How restoring bogs is helping to reduce emissions
Luhasoo, Estonia - Photo credit, Kaisa Äärmaa
Welcome to the twenty-eighth edition of my weekly blog where I take a closer look at the policies adopted by individual countries in their efforts to meet the requirements of the Paris Agreement. Particular attention is paid to the role that Carbon Capture, Utilisation, and Storage (CCUS) research and technologies are playing in the drive to meet these requirements.
Estonia ranks eight highest under Yale University’s Environmental Performance Index (EPI) and ranks highest under the ‘agriculture’ and ‘biodiversity and habitat’ indicators within the index.
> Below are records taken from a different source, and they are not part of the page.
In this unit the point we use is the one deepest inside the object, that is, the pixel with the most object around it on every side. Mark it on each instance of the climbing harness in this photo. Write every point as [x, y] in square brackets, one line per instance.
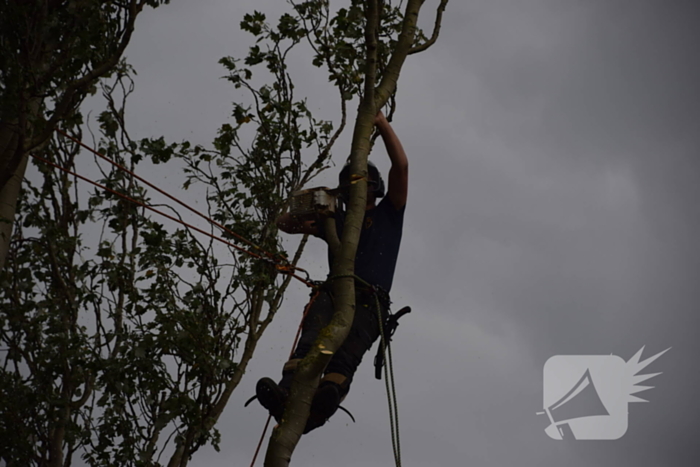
[390, 325]
[385, 349]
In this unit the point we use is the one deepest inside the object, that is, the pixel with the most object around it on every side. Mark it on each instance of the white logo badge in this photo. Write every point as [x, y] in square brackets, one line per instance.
[586, 396]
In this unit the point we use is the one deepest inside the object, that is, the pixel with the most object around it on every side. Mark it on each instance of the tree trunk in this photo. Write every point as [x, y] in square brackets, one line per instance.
[8, 206]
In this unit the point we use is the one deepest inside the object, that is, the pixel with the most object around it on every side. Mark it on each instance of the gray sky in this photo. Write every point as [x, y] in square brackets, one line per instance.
[553, 209]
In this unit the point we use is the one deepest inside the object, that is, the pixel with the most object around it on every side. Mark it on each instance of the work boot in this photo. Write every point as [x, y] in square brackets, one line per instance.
[325, 404]
[272, 397]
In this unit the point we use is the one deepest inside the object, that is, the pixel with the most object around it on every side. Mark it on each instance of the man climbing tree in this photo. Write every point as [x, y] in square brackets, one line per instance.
[375, 263]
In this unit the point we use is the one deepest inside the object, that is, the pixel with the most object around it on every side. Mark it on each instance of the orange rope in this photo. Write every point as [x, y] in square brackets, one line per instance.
[181, 203]
[282, 268]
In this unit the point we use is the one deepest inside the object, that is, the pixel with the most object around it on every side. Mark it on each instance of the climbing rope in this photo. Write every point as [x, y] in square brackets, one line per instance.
[294, 345]
[388, 370]
[280, 263]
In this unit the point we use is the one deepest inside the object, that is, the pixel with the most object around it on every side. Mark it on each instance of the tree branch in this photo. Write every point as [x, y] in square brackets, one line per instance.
[436, 30]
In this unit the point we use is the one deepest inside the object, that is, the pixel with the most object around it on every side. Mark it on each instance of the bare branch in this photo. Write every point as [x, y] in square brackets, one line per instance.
[436, 30]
Their ‘agriculture’ ranking is based on their efficient use of nitrogen and the ‘biodiversity and habitat’ score is reflected in their conservation efforts. ‘Climate and energy’ is an indicator where improvement can be found and in particular CO2 emissions per KWH, a measurement where Estonia is well above the OECD average.
Paris Agreement Targets
As part of the EU’s 2020 emissions reduction pledge to the UNFCCC, Estonia has agreed to a CO2 emissions reduction target of 15% compared with 2005 levels by 2020. Estonia also has agreed to reduce emissions by 13% by 2030 and will sign up to a target reduction of 80% by 2050, both reductions are against 1990 levels.
Estonia ranks 10th in Carbon Market Watch’s ‘EU Climate Leaderboard’. Estonia loses ranking marks for not supporting the limititation of land use and ETS loopholes when calculating CO2 emissions.
According to Statistics Estonia energy data, electricity generated from renewable sources grew from 12% of the overall portion in 2011 to 17% in 2015. In 2011, Estonia achieved its 2020 EU target of having 25% of final energy consumption being derived from renewable sources, this has been maintained in the subsequent years.
However, according to the report entitled ‘Environmental Performance Review of Estonia’, Estonia has the most carbon-intensive economy in the OECD. Estonia is over-reliant on shale oil, shale oil represented 70% of the Estonian energy supply in 2014, resulting in the production of 533 kg per USD 1,000 of GDP, significantly above the OECD average of 226 kg.
Estonia is making efforts to restore its bogs and reduce CO2 emissions in the process. The restored bogs will naturally sequester carbon. This is a two-fold benefit as the bogs that were dried out during Soviet rule, leak up to 8 million tonnes of CO2 per year. The knock-on effect of the draining of the bogs was that dead sphagnum moss emitted CO2. Prior to this, the wet conditions preserved the dead sphagnum and helped suppress its decomposition. Through the LIFE Mires project Estonia has received in excess of EUR 6m in EU funding towards the restoration of its bogs to their natural state through the raising water levels. If successful this project will be rolled out across other EU countries with bogs in the need of repair such as Germany and Poland.
As part of Estonia’s commitment to meeting its CO2 emissions targets, the country should take advantage of being a member of the EU’s electricity and gas markets in order to source cleaner energy and thus reduce its reliance on shale oil while it continues to grow its renewable energy sector. The restoration of its bogs offers multiple opportunities to Estonia such as the further reduction of CO2 emissions, carbon sequestration, and tourism.